Epitaxial Ferrimagnetic Mn4N Thin Films on GaN by Molecular Beam Epitaxy

Direct epitaxial integration of magnetic layers with wide bandgap nitride semiconductors will enable spin-controlled transport and photonic phenomena, seeding ideas for functional spintronic devices. Using plasma-assisted molecular beam epitaxy (MBE) in a previously unexplored window, significantly improved ferrimagnetic Mn4N layers are successfully grown on GaN with similar to 1 nm surface roughness. Distinct from earlier reports, the Mn4N layers grown on GaN are found to be [001] oriented with 12-fold in-plane symmetry in the diffraction pattern.
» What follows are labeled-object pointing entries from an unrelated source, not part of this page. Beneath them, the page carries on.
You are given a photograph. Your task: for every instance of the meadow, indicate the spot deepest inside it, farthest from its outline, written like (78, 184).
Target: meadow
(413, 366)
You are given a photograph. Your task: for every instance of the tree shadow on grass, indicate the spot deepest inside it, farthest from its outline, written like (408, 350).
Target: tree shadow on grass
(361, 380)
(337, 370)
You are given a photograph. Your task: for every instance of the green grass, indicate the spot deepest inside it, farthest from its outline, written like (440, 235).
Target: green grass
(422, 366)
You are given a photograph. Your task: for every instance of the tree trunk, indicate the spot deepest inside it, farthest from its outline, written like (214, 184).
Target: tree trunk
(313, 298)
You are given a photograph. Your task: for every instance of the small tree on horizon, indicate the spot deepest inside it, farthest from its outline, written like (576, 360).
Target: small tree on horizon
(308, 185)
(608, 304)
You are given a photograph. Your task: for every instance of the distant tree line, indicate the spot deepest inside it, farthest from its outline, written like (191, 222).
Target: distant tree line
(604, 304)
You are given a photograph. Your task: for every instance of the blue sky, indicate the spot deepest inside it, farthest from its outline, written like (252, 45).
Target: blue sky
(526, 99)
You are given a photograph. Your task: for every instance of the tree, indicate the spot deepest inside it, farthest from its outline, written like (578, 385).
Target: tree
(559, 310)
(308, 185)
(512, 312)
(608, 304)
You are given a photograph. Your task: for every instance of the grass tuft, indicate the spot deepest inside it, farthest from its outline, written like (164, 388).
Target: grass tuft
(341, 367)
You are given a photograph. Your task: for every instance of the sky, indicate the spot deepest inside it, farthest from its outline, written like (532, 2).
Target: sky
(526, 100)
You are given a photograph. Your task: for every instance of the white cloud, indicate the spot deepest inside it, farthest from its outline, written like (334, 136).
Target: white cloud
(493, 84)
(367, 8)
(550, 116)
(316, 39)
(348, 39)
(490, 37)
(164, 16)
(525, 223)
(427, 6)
This unique epitaxial registry originates from three equivalent rotational domains. The ferrimagnetic magnetotransport properties of low growth temperature Mn4N layers on GaN are comparable to those reported on cubic substrates such as MgO. However, a sign-flip of the Hall resistance is discovered for Mn4N layers grown above 300 degrees C.

Automated summary

Using plasma-assisted molecular beam epitaxy (MBE), significantly improved ferrimagnetic Mn4N layers are successfully grown on GaN, with unique epitaxial registry and comparable magnetotransport properties.